For his Quartet, Op. 35, Anton Arensky altered the makeup of a string quartet, employing two cellos instead of two violins. The unusual combination was wholly appropriate to the music, which on several occasions evoked the bass-heavy scoring of Russian choral music. Sandwiched in between were variations on a theme by Tchaikovsky, Arensky’s mentor. The performers, comprised of Carroll, Fellows, Park and Zalkind, moved from ebullience to doleful sorrow. Park was especially impressive, producing deep, rich hues from the low range of her cello, while complementing Zalkind’s more lyrical playing.

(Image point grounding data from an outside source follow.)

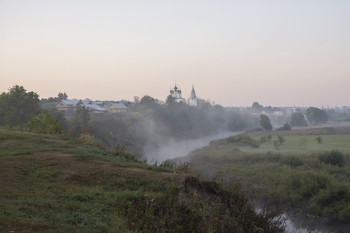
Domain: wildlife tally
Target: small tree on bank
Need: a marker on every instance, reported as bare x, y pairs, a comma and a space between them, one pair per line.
265, 122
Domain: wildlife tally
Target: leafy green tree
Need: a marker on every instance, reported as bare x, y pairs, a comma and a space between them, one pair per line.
298, 119
316, 115
285, 127
18, 106
62, 96
80, 123
265, 122
257, 107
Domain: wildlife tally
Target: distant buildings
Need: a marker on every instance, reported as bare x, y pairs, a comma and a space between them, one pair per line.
70, 106
176, 94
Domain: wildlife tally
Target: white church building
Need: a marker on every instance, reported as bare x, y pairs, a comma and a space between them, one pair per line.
176, 93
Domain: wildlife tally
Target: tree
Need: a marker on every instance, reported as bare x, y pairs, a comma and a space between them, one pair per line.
265, 122
298, 119
316, 115
45, 123
256, 106
62, 96
18, 106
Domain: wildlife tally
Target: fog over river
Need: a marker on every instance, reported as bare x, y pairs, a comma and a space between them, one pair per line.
176, 149
294, 222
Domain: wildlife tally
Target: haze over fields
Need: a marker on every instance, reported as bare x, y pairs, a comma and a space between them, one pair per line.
235, 52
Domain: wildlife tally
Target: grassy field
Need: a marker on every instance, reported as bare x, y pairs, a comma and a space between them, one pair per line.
54, 184
293, 167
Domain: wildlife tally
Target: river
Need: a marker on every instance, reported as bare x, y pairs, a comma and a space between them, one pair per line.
294, 222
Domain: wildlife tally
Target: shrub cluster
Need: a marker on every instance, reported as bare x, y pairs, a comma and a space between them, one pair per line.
244, 139
335, 158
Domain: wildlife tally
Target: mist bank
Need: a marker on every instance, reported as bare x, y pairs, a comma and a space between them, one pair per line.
181, 148
156, 131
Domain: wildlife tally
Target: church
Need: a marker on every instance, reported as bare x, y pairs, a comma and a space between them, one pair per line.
176, 93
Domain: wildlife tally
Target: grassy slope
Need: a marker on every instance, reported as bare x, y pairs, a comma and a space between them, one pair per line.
48, 184
292, 172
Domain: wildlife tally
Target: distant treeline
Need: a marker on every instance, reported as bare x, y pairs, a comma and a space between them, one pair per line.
148, 122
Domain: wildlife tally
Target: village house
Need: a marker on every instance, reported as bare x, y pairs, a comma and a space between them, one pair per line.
68, 106
117, 108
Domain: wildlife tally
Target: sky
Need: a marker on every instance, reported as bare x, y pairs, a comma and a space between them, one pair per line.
279, 53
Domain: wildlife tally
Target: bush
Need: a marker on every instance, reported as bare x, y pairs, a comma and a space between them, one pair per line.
292, 161
244, 139
335, 158
285, 127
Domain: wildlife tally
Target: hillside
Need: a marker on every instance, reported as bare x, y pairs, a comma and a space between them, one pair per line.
54, 184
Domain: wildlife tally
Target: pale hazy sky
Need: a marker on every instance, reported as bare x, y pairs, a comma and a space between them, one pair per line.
277, 52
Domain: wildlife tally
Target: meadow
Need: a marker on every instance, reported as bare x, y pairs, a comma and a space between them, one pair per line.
59, 184
306, 169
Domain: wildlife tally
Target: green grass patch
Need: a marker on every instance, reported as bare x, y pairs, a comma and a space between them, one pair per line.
299, 169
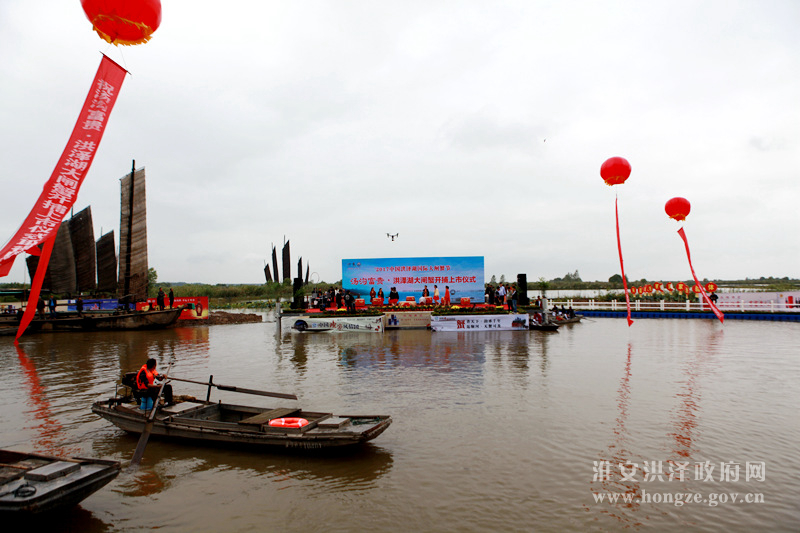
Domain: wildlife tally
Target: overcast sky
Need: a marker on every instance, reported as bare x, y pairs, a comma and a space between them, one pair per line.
469, 128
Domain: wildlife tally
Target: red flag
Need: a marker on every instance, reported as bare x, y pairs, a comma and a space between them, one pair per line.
61, 190
621, 267
700, 285
36, 287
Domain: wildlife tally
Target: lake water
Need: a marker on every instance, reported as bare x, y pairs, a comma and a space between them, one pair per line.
493, 431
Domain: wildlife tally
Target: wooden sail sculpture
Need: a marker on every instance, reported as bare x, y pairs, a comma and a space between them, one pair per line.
106, 263
81, 233
132, 284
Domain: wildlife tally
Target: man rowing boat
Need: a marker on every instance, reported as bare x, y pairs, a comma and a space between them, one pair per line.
147, 386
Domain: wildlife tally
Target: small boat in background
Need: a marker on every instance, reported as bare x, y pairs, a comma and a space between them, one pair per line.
540, 322
31, 483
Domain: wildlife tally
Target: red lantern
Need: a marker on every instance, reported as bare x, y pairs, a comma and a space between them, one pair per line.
678, 208
615, 170
123, 21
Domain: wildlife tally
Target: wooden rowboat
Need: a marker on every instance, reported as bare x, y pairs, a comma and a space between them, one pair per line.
228, 424
32, 483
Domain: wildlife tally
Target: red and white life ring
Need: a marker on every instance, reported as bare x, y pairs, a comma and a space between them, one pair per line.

(Michael Huebner, ArtsBham, August 2016)
From the Closing Performance Sunday August 28, 2016
In his chic fable “L’histoire du soldat,” that fact explodes from the page. Each instrument of the famously hodge-podge ensemble (violin, clarinet, bassoon, trumpet, trombone, and percussion) whirls around the piece’s moralizing narration seemingly to the beat of its own drum. The appeal of “L’histoire” lies in the success of both Stravinsky and the performers to control the herd of cats that are its shifting time signatures and cartwheeling motifs. At Sunday’s final concert of the 2016 Twickenham Fest, the musicians took the risk of going conductorless and gave a reckless tour de force that flirted in its faster moments with the limits of their coordination, yet was undeniably impressive.
Read artsBHAM’s reviews of Friday night and Saturday night concerts at Twickenham Fest 2016
Spinning out some of the most hair-raising ear-fouettés were clarinetist Jonathan Cohen and trumpeter Chris Coletti, often doing so in a vertigo-inducing high-wire tessitura; they were nothing short of amazing. Susanna Phillips as narrator read a rhyming adaptation of the story, seasoned with comic timing and a hilariously absurd and virtuosic one-breath sales pitch. The star of the performance was, however, violinist Itamar Zorman, whose gorgeous line furled and unfurled around a part which can in the wrong hands be repetitive, mechanical, and dry. The centerpiece of the work has the eponymous soldier playing his violin for a princess, who is healed on her sickbed and compelled to dance. When Zorman had led the ensemble through this climax, I did not find the mythical claims to be too unbelievable.